As I post this we face the possibility of a major nuclear disaster, especially since an explosion rocked the Fukushima Daiichi nuclear power plant near the town of Okuma, just 250km from Tokyo, one of our planet’s greatest metropolitan conurbations.

It’s just the latest event to remind us of humanity’s contradictory relationship with the rest of nature. This, from 1883’s Dialectics of Nature by Frederick Engels, seems strikingly modern and apposite*:
Let us not, however, flatter ourselves overmuch on account of our human conquest over nature. For each such conquest takes its revenge on us. Each of them, it is true, has in the first place the consequences on which we counted, but in the second and third places it has quite different, unforeseen effects which only too often cancel out the first. The people who, in Mesopotamia, Greece, Asia Minor, and elsewhere, destroyed the forests to obtain cultivable land, never dreamed that they were laying the basis for the present devastated condition of these countries, by removing along with the forests the collecting centres and reservoirs of moisture.

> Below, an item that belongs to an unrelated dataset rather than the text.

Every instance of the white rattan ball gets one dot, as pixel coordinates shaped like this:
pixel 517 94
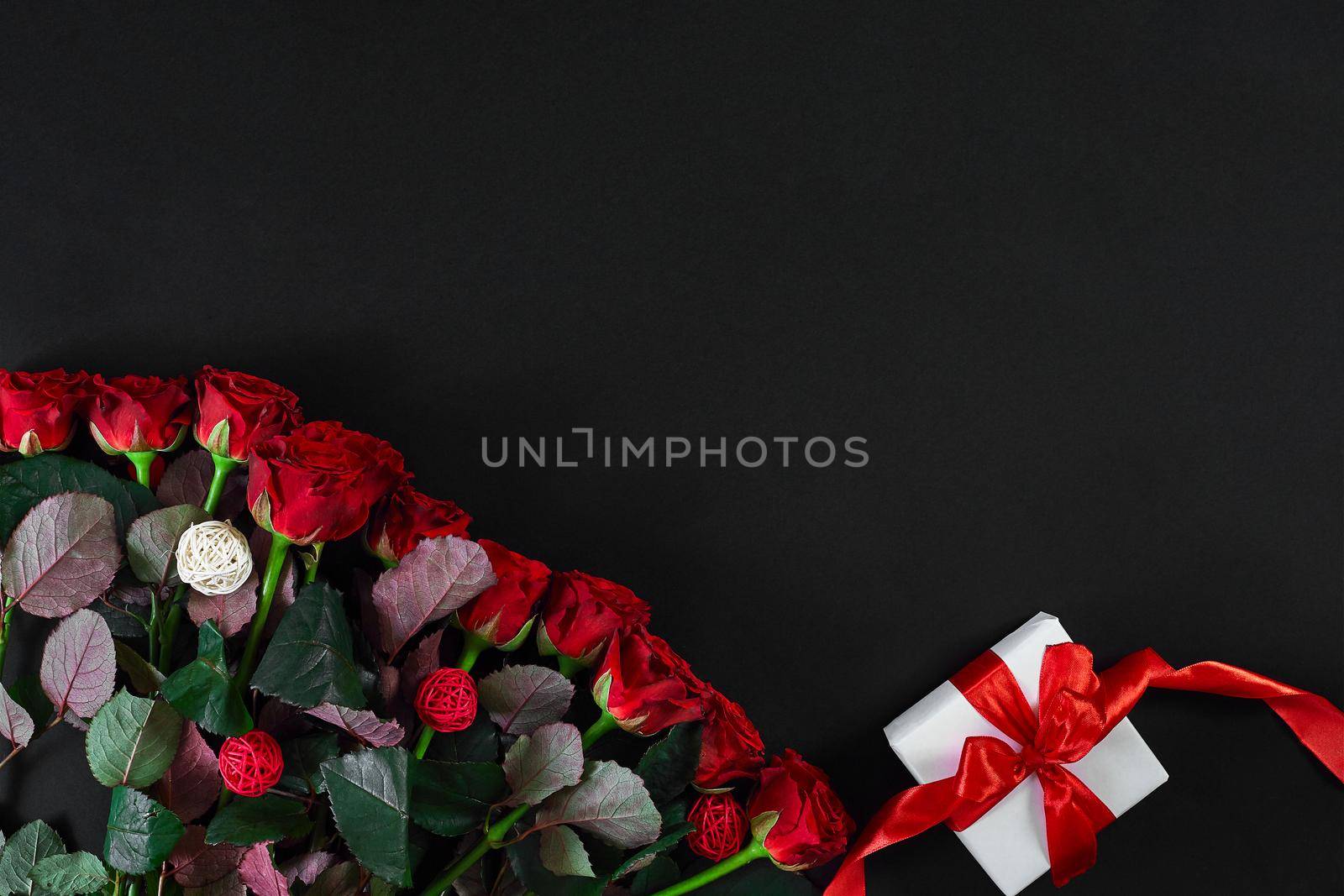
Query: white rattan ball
pixel 214 558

When, on the southern slopes of the mountains, the Italians of the Alps used up the pine forests so carefully cherished on the northern slopes, they had no inkling that by doing so they were cutting at the roots of the dairy industry in their region; they had still less inkling that they were thereby depriving their mountain springs of water for the greater part of the year, with the effect that these would be able to pour still more furious flood torrents on the plains during the rainy seasons. Those who spread the potato in Europe were not aware that they were at the same time spreading the disease of scrofula. Thus at every step we are reminded that we by no means rule over nature like a conqueror over a foreign people, like someone standing outside nature — but that we, with flesh, blood, and brain, belong to nature, and exist in its midst, and that all our mastery of it consists in the fact that we have the advantage over all other beings of being able to know and correctly apply its laws.